Going-Electric presentation at CARS 21 Public Hearing
The European CARS 21 High-Level group organised on Friday 13 May 2011 a public hearing bringing together a wide group of stakeholders into presenting recommendations for the CARS 21 Final Reports.
Jacques de Selliers, Managing Director of Going-Electric, Association for Electric Vehicles (EVs) in Europe, gave a presentation during which he highlighted four key points for a competitive EU automotive industry and sustainable mobility, and submitted a Position Paper, which is summarised hereafter.
The 4 key points are the following:
1. EVs are the future for sustainable mobility. Europe must unambiguously favour EV technology for its automotive industry to remain competitive.
With new concerns ruling the world, such as climate change, energy safety and environment protection, sustainable mobility is a major topic around policymakers. EV technologies – pure electric, plug-in hybrid and fuel cell – are the most sustainable technologies available for cars today. They are unbeatable at reducing C02 emissions, urban pollution and noise, primary energy consumption and oil dependence.
Moreover, while Internal Combustion Vehicles still have a limited improvement potential, it is at a high cost, and the combined improvement potential of EVs and of electricity generation is higher.
Therefore, EVs are clearly the best technologies for a sustainable mobility. Resources being limited, Europe has to concentrate all its efforts in the best technologies to remain competitive in the future. Technological neutrality is suicidal.
2. Non-financial incentives to EV buyers are the most effective and inexpensive instrument to stimulate the initial EV spread.
As EVs bring advantages to society and not to their owners, public incentives are needed at introduction stage for EVs to reach mass market. However, price is not the main issue: consumers are already buying cars much more expensive than they really need. They will only buy EVs if they get unique benefits over ICVs.

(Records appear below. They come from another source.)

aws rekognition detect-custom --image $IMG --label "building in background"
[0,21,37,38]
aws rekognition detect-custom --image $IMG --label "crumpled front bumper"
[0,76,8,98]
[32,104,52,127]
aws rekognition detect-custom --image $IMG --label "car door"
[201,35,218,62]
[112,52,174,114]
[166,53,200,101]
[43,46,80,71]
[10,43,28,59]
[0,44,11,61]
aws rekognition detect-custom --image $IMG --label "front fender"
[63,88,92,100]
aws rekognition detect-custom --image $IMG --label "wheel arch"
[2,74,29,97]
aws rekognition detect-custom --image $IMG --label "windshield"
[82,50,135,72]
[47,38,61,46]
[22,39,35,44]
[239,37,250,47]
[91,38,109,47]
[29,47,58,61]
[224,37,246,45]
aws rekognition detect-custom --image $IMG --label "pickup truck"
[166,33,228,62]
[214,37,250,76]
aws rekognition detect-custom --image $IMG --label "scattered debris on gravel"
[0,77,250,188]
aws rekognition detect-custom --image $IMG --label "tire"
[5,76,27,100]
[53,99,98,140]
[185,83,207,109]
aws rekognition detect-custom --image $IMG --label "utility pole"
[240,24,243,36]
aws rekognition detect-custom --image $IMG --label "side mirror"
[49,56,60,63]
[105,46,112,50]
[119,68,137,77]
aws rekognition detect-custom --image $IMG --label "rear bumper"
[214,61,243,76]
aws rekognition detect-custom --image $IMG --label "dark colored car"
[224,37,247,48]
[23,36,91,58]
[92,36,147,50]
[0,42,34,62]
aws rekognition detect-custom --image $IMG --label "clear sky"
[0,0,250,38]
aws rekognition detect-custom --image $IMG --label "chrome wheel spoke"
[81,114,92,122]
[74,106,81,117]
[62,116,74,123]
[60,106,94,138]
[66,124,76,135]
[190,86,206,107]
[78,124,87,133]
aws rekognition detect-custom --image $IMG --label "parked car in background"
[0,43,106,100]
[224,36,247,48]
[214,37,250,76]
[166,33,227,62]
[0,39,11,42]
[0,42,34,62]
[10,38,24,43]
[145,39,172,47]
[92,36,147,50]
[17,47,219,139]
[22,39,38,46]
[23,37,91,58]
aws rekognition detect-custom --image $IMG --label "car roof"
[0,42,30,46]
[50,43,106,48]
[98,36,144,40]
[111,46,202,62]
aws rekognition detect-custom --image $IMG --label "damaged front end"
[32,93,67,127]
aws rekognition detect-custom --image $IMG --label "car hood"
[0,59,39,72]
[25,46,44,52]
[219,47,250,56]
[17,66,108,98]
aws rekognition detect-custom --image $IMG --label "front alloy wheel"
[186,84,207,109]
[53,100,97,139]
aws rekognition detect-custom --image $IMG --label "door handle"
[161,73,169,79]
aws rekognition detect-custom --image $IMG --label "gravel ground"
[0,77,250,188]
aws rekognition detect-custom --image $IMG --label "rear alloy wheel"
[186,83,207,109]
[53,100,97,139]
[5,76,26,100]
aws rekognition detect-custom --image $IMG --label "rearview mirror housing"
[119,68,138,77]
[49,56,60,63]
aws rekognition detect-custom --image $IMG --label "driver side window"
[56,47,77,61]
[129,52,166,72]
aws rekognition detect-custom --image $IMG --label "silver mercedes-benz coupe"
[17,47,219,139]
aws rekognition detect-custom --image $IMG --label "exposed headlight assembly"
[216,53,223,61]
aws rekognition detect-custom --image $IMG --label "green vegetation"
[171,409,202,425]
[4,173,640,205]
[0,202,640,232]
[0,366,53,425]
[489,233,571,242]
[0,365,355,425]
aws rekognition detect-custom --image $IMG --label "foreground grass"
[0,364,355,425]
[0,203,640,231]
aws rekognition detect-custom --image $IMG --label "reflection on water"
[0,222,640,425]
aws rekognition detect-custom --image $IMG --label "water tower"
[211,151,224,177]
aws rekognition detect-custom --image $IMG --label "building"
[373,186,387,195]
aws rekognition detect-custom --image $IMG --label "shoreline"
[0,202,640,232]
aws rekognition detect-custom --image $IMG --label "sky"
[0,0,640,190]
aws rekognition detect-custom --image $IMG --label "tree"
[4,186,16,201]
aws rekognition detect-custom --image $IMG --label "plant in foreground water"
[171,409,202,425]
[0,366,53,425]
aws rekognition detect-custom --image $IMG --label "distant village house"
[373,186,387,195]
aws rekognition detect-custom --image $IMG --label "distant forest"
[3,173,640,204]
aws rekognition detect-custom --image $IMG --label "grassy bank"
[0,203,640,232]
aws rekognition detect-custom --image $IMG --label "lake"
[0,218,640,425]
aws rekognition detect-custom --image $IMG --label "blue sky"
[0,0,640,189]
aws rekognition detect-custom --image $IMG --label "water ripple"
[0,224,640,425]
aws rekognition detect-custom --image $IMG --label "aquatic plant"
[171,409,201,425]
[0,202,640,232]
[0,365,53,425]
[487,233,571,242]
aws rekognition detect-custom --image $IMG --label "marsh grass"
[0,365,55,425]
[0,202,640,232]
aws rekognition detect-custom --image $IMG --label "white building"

The main criterion for choosing a conveyance is saving transport time. Therefore, governments should privilege non-financial incentives that save time to EV drivers: for instance, priority lanes usage, free unlimited public parking, parking spots reserved to EVs, and toll and congestion charge exemption. This has already proven to be effective in countries such as Norway or Denmark – and it costs little to governments!
EVs will only spread fast if EV drivers can benefit of incentives that save them time over ICVs.
3. In terms of charging infrastructure, the first priority is low-power charging poles in residential districts.
No-one will buy an EV if he cannot charge it. As more than 50% of EU families do not own a garage, public charging infrastructure will be needed as primary source of charging for many of them.
The most convenient and inexpensive way to do so is to charge on low-power charging stations installed near home: 100 kerbside low-power charging poles (with cut-off during peak electricity) cost no more than one fast charging station that can only charge about 20 EVs per day. Moreover, fast charging stations are not convenient: you need to drive your EV there; it takes time to charge and greatly reduce the life of the battery. Furthermore, night charging uses off-peak electricity, which is good for the grid.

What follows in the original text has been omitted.